San Francisco-based producer/electro-pop artist Tsutro (aka Jacob Montague) will be releasing his self-titled debut LP on March 10 via Position Music.

Jacob Montague (Tsutro).

In advance of the release, he has shared a handful of singles at Crave, Impose, Myspace, Substream & more, and has coverage scheduled at SF Weekly later this month.

The new Tsutro album—mastered by Dale Becker (Beyonce, Macklemore & Ryan Lewis) and drawing from a diverse collection of sounds including pop, worldbeat, future garage, ambient & downtempo—sounds at first like one band backing a new guest vocalist on each of its 10 songs. But in reality, Montague hasn’t even met most of the singers, let alone recorded with them. “With most of the tracks,” he explains, “I took a phrase or two from an existing song, then built all new music around it.”

Despite the collage-like approach, Montague is hesitant to call any of the songs remixes—which makes perfect sense considering Tsutro’s unified arrangements. As much as the album relies on minimalist electronic textures, there’s an unquestionably organic connection between the instrumentation and the carefully curated vocal stems. On “In My Head,” you can picture guest vocalist Sunday Lane surrounded by aquatic drums and bursts of neon synths as she remembers an ex-lover. Never mind that this recording scenario never happened. Montague just makes it seem like it did.

Picking the right vocalist for each track was crucial, as Montague was going for an aesthetic much different from the average electropop record. Shortly before writing the album, he was inspired by a trip to Cambodia. “There was this little band I walked by that was playing traditional Cambodian music,” he says. “Then you’re walking past clubs and bars, and you’re hearing blaring Western pop music. This juxtaposition definitely influenced my subconscious for this project.”

The contrast is most apparent on the aptly titled “Angkor.” After a few moments, hollow barrel drums and what Montague describes as “bowed violin-type instruments” give way to twinkling guitars and the deadpan harmonies of Ohio indie rockers the Welshly Arms. As the chorus approaches, the Cambodian folk vibe asserts itself once more, blurring the line between the traditional and the contemporary. This dichotomy continues one song later on “In Between,” a large portion of its beat reminiscent of a Khmer xylophone, an instrument whose sound—or some approximation of it—becomes a running musical theme throughout the album. Yet at the same time, “In Between” is also driven by the vocals of modern pop songstress Steff Koeppen of Steff and The Articles. “Her voice fit perfectly into this track I’d already been messing around with,” says Montague. “It’s pure and precise with just the right amount of pop-leaning that the song needed.”
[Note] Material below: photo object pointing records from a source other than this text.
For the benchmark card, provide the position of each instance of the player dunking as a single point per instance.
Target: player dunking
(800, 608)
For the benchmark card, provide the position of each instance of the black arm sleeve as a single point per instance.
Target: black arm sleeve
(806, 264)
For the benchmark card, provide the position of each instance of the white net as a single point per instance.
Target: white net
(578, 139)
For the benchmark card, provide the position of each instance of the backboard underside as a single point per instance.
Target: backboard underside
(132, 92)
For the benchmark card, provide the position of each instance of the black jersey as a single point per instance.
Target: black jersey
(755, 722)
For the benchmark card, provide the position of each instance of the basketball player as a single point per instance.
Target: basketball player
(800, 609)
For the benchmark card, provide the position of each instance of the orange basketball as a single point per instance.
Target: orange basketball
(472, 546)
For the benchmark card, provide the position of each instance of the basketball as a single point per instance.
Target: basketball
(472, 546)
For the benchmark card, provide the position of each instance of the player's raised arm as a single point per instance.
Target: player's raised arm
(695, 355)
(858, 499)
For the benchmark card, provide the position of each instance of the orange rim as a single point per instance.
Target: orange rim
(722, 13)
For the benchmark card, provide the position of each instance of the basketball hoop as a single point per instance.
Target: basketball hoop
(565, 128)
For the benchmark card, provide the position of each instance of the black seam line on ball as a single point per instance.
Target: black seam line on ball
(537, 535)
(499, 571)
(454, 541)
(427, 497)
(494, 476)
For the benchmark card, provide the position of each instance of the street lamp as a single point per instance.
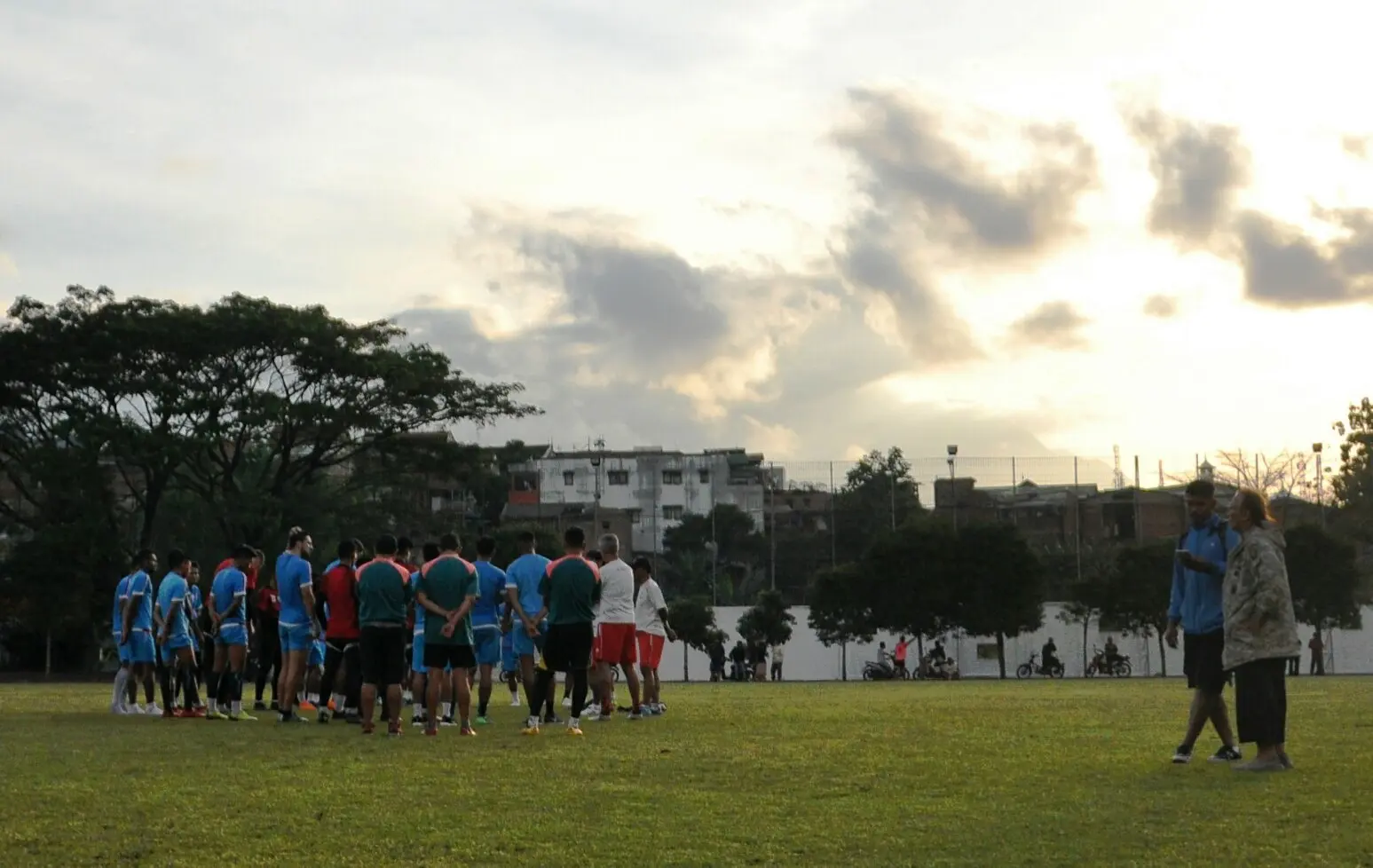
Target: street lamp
(714, 559)
(953, 493)
(1320, 482)
(596, 463)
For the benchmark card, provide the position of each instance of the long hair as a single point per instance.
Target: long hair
(1255, 506)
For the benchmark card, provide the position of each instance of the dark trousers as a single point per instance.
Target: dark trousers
(342, 652)
(1260, 702)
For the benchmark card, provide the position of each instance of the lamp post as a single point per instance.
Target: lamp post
(1320, 482)
(596, 464)
(953, 493)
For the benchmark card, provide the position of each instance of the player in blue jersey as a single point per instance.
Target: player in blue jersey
(136, 631)
(486, 629)
(124, 699)
(509, 662)
(230, 627)
(522, 595)
(175, 635)
(193, 610)
(296, 625)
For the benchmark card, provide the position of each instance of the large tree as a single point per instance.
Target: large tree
(999, 588)
(1354, 484)
(694, 621)
(305, 393)
(1324, 579)
(1137, 592)
(769, 619)
(878, 494)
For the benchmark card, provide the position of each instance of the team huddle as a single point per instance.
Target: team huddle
(371, 632)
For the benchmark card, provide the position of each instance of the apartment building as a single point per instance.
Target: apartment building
(654, 488)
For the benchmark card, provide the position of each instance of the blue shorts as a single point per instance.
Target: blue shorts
(233, 635)
(294, 637)
(142, 650)
(486, 643)
(526, 646)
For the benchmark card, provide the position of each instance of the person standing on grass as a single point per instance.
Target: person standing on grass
(175, 636)
(570, 591)
(228, 617)
(296, 625)
(524, 579)
(1317, 647)
(1259, 631)
(341, 634)
(615, 635)
(383, 588)
(138, 627)
(652, 632)
(446, 595)
(486, 627)
(416, 680)
(266, 612)
(122, 700)
(1196, 604)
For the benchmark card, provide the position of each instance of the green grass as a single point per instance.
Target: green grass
(973, 773)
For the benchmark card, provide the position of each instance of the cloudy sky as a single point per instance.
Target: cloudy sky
(806, 227)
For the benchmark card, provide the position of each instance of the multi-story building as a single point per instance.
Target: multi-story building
(652, 486)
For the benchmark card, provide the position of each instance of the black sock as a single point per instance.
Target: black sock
(168, 695)
(193, 692)
(540, 692)
(579, 691)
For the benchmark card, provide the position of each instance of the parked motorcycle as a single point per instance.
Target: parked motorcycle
(1033, 667)
(881, 670)
(943, 670)
(1099, 667)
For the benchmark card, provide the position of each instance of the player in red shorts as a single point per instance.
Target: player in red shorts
(615, 627)
(652, 632)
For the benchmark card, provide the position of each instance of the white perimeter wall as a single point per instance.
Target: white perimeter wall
(806, 659)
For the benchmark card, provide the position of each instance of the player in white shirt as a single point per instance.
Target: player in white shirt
(615, 643)
(652, 632)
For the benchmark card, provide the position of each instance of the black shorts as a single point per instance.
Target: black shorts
(1202, 661)
(567, 647)
(448, 657)
(383, 655)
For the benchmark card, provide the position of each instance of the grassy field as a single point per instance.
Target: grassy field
(973, 773)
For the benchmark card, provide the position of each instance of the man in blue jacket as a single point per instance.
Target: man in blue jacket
(1195, 604)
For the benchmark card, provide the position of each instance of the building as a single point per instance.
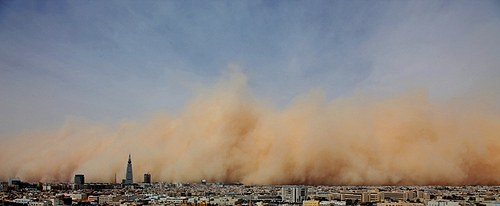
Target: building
(441, 203)
(79, 179)
(14, 181)
(293, 194)
(129, 178)
(147, 178)
(399, 204)
(310, 203)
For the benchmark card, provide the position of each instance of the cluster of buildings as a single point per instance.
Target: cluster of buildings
(16, 192)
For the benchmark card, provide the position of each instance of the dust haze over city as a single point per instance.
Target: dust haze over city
(258, 92)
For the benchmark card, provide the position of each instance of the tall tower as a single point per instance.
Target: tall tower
(129, 178)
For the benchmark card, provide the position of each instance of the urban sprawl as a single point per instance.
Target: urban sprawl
(203, 193)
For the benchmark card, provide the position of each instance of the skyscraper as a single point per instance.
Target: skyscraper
(147, 178)
(79, 179)
(129, 178)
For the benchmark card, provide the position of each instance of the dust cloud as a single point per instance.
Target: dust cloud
(225, 133)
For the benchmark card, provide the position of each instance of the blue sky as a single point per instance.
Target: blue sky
(113, 60)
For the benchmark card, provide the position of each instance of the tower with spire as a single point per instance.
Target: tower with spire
(129, 178)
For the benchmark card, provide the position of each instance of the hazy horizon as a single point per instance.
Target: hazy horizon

Although Cambodia remains the dominant geographical presence on Tsutro, it isn’t the only location to have inspired the record. The name of both the album and the project is a play on the Sutro Baths, a former saltwater swimming complex near Land’s End in San Francisco. Once billed as the world’s largest indoor swimming pool, the pristine baths closed in 1966. Soon after, a fire left them in ruins. But there is still beauty there. “Now the ocean rises up to it, and you have to just stop and experience it,” Montague reflects. “The rigid geometry of the baths contrasts the cliff and the ocean in a really unique balance.”

Even if Tsutro didn’t have a San Francisco landmark as its namesake, the influence of the Bay Area would still be undeniable, for it’s here that Montague built a reputation with the indie-folk band Branches and also as a solo artist whose work has been featured in film and TV.

While the chromatic soundscapes of Tsutro are a far cry from the folksiness of Montague’s earlier work, some more rustic elements do manage to creep in. Most notably, “Tanoak” samples his 2014 song “Looking.” To match the tone of the rest of the album, however, he slowed down the beat to a more trance-like tempo, then reversed and pitch-manipulated collaborator Zack Patterson’s trombone. The result is a song that melds the past with the present; the organic with the synthetic. Like the rest of Montague’s work as Tsutro, it’s a time-traveling, globe-trekking jaunt that’s as much about where he’s been as where he’s going.

https://soundcloud.com/tsutro/sets/released-tracks

2017.02.17 : Article update with new release date : changed from 10th of March to : 3rd of March.